Ähnlich dialogisch legte der Geiger Sebastian Bohren seine Interpretation der Ciacona in d-Moll von Johann Sebastian Bach an – streng im Zeitmass, kontrolliert im Intonatorischen, ohne virtuosenhafte Mätzchen. Ein schönes Beispiel für die Konzentration aufs Wesentliche. Sein hochkonzentriertes Spiel machte einem die Ohren frei für das Erlebnis der Bruckner-Sinfonie.

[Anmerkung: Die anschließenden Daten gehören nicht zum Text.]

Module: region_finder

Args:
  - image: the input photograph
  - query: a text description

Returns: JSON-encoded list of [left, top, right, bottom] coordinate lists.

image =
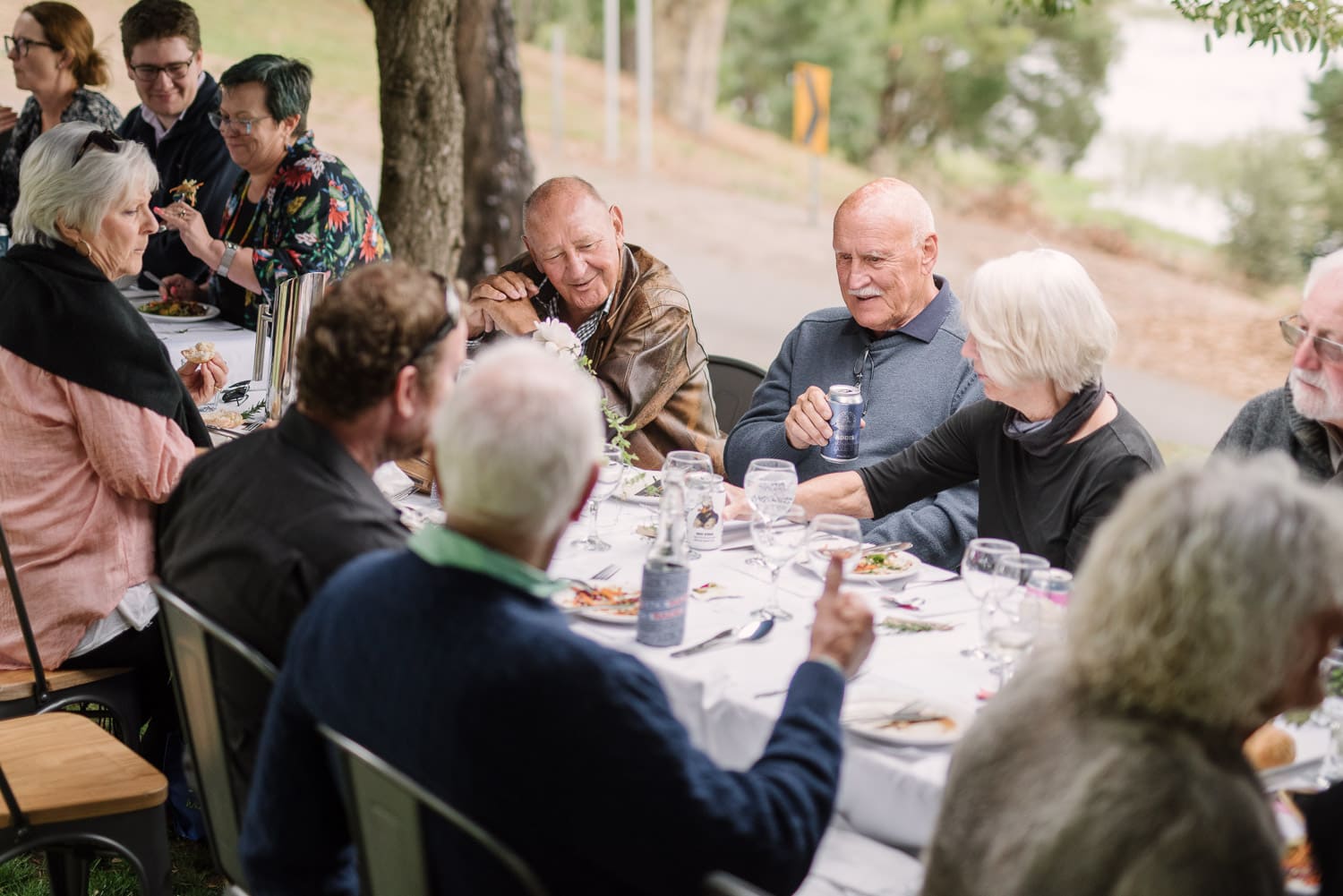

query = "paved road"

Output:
[[540, 161, 1240, 448]]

Diese erklang in einer Kammerversion, entstanden vor gut hundert Jahren im Kreis um den Komponisten Arnold Schönberg. Dort pflegte man die Kunst der Reduktion schon aus Kostengründen; in der Basler Aufführung gaben gesundheitspolitische Argumente den Ausschlag für die Reduktion auf elf Musikerinnen und Musiker. Und das Münster erwies sich als idealer Raum für diese farbige, niemals fett klingende Werkfassung.

Harmonium und Horn

Während Bruckners Sinfonien in Aufführungen mit vollem Orchester im Münster oft dick und diffus tönten, ergab sich hier ein transparentes, geschärftes Klangbild. Mehr Struktur als Weihe. Während ganzen 65 Minuten waren neue, reizvolle Klangmischungen zu hören, etwa von Klavier, Harmonium und Horn. Klar, hat sich Bruckner den fülligen Sound und die Farben eines grossen Klangkörpers gewünscht. Aber ebenso klar war: Die weit gespannten Melodiebögen und ausgreifenden Dimensionen, die der «Organist aus Linz» so sehr liebte, bleiben auch in der Kammerversion gewahrt. Und Chefdirigent Ivor Bolton sorgte dafür, dass im Adagio-Satz etwas hymnische Feierlichkeit aufkam, für die Bruckner berühmt war und ist.

Viel musikalisches Feuer loderte im Scherzo-Satz, wenn auch die Präzision ein wenig nachliess. Im Finale wechselten sich heftige Energieschübe und zärtliche Violin-Kantilenen (zauberhaft: Nitzan Bartana) ab. Die kulturpolitische Frage, weshalb der Kanton ein grosses Orchester finanziert, das dann in einer Elfer-Formation auftritt, stellt man derzeit besser nicht. Vielleicht geht die Corona-Phase ja auch einmal vorbei.